8. S’il ressort également des pièces du dossier, et notamment du titre de propriété produit par M. A au maire de Sainte-Luce le 2 avril 2024, que M. A est propriétaire de la parcelle H 77, en sa qualité de légataire universel des biens de sa tante, décédée le 14 mai 2013, M. et Mme C ont toutefois présenté à M. A, le 7 janvier 2022, une offre d’acquisition de ce terrain et lui ont indiqué qu’ils entendaient se rapprocher de leur notaire en vue de la rédaction d’un compromis de vente. Par un courriel du 18 janvier 2022, M. A leur a répondu : « je vous donne mon accord pour toutes les démarches ». Les échanges entre M. et Mme C et M. A se sont, ensuite, poursuivis pendant toute l’année 2022. S’il est vrai que ces échanges ne peuvent suffire à établir que M. A se serait fermement et définitivement engagé à vendre le terrain à M. et Mme C, encore moins qu’il les aurait autorisés à exécuter des travaux sur ce terrain, il n’est toutefois pas établi, dans ces circonstances, que M. et Mme C aient eu l’intention de tromper la vigilance de l’administration, afin d’obtenir un permis de construire indu. Dans ces conditions, et sans que cela remette en cause son droit de propriété sur la parcelle H 77, M. A n’est pas fondé à soutenir que le permis de construire, délivré à M. et Mme C le 27 juin 2023, aurait été obtenu par fraude. Par suite, M. A n’est pas fondé à soutenir qu’en refusant de retirer ce permis de construire, le maire de Sainte-Luce aurait entaché sa décision d’erreur d’appréciation.
9. Il résulte de ce qui précède que M. A n’est pas fondé à contester la légalité de la décision du 29 mai 2024, par laquelle le maire de Sainte-Luce a refusé de retirer le permis de construire, délivré à M. et Mme C le 27 juin 2023. Par suite, ses conclusions aux fins d’annulation doivent être rejetées.
Sur les frais liés au litige :
10. Les dispositions de l’article L. 761-1 du code de justice administrative font obstacle à ce que soit mise à la charge de la commune de Sainte-Luce, qui n’a pas la qualité de partie perdante dans la présente instance, une quelconque somme au titre des frais exposés par M. A et non compris dans les dépens.

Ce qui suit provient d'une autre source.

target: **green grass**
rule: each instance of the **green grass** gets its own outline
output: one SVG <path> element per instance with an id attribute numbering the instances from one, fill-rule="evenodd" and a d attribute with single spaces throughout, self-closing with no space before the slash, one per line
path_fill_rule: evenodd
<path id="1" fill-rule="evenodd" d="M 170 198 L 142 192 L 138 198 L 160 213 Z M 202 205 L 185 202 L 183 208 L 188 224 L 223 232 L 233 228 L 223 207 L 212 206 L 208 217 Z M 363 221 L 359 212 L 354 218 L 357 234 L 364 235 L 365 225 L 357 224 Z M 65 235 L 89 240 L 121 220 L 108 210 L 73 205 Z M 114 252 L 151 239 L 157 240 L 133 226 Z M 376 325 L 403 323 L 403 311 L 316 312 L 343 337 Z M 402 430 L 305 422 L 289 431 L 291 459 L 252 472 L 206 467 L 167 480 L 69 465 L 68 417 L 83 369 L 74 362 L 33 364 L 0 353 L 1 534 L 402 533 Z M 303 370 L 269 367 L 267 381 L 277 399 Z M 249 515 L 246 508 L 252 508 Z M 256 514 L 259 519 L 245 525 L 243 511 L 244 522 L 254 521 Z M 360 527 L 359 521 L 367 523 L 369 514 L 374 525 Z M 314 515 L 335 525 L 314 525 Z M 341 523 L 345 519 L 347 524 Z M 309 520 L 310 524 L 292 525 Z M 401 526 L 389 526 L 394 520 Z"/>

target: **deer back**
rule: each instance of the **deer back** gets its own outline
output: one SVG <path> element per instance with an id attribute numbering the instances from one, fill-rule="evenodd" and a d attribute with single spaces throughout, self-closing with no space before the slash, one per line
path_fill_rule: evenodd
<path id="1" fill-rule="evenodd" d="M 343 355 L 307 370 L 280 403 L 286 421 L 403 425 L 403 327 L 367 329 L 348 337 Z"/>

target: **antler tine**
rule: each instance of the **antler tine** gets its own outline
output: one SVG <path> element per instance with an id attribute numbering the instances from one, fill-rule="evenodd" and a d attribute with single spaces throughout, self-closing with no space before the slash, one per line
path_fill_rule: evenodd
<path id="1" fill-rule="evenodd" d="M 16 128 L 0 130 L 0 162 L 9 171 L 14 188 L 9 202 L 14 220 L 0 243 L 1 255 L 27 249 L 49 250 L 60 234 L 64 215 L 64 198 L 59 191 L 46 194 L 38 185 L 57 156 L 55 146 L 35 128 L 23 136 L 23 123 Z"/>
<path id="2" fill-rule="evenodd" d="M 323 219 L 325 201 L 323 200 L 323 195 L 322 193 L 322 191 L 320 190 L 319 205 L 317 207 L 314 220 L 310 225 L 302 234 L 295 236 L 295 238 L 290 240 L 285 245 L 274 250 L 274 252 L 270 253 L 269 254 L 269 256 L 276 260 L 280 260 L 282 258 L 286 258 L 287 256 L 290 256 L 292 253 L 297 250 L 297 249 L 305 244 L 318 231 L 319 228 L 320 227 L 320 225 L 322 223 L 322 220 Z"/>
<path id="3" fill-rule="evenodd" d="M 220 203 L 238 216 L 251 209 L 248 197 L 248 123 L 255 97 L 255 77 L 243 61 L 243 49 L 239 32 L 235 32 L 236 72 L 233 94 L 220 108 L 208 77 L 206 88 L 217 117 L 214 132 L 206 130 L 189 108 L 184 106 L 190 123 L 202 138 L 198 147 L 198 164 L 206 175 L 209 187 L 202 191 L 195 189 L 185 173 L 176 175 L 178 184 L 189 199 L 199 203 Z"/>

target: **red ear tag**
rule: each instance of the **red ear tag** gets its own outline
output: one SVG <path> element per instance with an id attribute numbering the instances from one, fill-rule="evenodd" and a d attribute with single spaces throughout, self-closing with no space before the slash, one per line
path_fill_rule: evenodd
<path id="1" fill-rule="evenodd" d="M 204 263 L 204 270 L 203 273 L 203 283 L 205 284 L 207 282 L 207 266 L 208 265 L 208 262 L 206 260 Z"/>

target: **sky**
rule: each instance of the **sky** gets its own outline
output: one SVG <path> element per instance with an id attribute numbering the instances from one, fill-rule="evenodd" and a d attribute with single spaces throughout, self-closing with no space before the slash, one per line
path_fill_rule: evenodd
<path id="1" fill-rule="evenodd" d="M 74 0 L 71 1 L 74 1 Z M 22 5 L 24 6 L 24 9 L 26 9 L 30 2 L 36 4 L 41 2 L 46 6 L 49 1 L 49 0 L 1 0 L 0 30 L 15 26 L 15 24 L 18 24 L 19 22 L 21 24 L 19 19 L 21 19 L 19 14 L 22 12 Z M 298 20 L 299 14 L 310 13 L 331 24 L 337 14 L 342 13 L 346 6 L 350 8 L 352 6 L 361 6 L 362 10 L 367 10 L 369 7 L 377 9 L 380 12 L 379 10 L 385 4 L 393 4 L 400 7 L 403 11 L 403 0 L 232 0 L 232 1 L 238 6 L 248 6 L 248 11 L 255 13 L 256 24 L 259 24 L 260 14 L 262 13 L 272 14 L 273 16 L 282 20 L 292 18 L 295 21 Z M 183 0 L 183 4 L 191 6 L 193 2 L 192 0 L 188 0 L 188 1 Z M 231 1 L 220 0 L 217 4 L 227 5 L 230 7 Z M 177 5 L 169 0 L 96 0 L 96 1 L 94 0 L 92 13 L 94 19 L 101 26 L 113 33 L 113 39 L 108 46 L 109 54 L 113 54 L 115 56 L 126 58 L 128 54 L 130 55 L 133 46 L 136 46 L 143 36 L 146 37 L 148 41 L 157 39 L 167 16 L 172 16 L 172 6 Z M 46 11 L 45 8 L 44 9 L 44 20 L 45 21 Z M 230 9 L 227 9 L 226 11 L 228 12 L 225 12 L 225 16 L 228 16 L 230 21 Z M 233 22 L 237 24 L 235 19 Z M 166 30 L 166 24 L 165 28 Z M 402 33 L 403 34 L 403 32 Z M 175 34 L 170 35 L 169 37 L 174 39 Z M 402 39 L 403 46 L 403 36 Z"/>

Il y a lieu, dans les circonstances de l’espèce, de faire application des mêmes dispositions et de mettre à la charge de M. A une somme de 1 500 euros, au titre des frais exposés par M. et Mme C et non compris dans les dépens.
D E C I D E :
Article 1er : La requête de M. A est rejetée.
Article 2 : M. A versera à M. et Mme C une somme de 1 500 euros, au titre de l’article L. 761-1 du code de justice administrative.
Article 3 : Le présent jugement sera notifié à M. B A, à la commune de Sainte-Luce et à M. et Mme E et D C.
Délibéré après l’audience du 17 avril 2025, à laquelle siégeaient :
M. Laso, président,
M. Lancelot, premier conseiller,
M. Phulpin, premier conseiller,
Rendu public par mise à disposition au greffe le 5 mai 2025.
Le rapporteur,
F. Lancelot
Le président,
J.-M. Laso
Le greffier,
J.-H. Minin
La République mande et ordonne au préfet de la Martinique, en ce qui le concerne, et à tous commissaires de justice à ce requis en ce qui concerne les voies de droit commun, contre les parties privées, de pourvoir à l’exécution de la présente décision.